The Orthodox Church has always encouraged youth, from the time they are babies, to be included in worship of the living God. We include children in our worship, and don’t shuffle them off somewhere else. While larger churches often have cry rooms or nurseries, we are a small church, and are blessed to have the facilities that we have. We actually at one time had an area in the back that we could have kept as a nursery or cry room (the old kitchen), but felt it not appropriate to keep it closed in, as it would distract from what we are supposed to be doing--evangelizing all humans, even babies who cry. When we took it out, we had an explosion of youth. Our small parish would have as many as 35 children on a Sunday, but regularly at least 20 for many years. This has waned. We still have a good number of children belonging to the church, but with parents that have to work on Sundays, but others with children who have mandatory attendance elsewhere, as well as other migratory reasons.

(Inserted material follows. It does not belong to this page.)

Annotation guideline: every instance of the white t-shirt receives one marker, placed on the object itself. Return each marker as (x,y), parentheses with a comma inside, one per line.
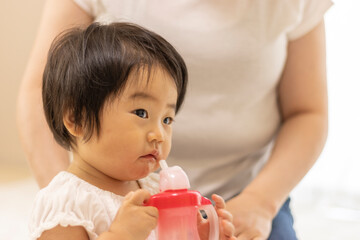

We like a liturgy that has some noise from the little ones (Fr. Harry calls it "singing along"). Our church is full of elderly people that will simply love your children and be another grandparent to them, and many others who gladly are aunts and uncles to them. Sure, with any children there are limits on behavior and must be, but a baby crying is NORMAL. Younger children wiggling and even complaining a little is NORMAL.
If you have small children, and they sing along (even if the words don’t make sense), all the better! If they get a little grumpy, give them a little time. Everyone understands and no one minds a little noise from infants and young children. If it lasts a little longer, maybe take them for a walk around to see the icons, or to the porch for a breath of fresh air (we have speakers so that you can still hear). If you have a little one that runs up to the priest while he is saying his sermon/homily, don’t worry, our priest is experienced at holding kids while he is preaching, or letting them assist in some way. If your kids are older, have them join in the prayer and worship! Our books make it easy to following along.
We Ask of You a Little Mercy
While some come in worried about the expectations of others, others come in with a list of expectations. We ask you to be merciful. We are a small parish with limited resources.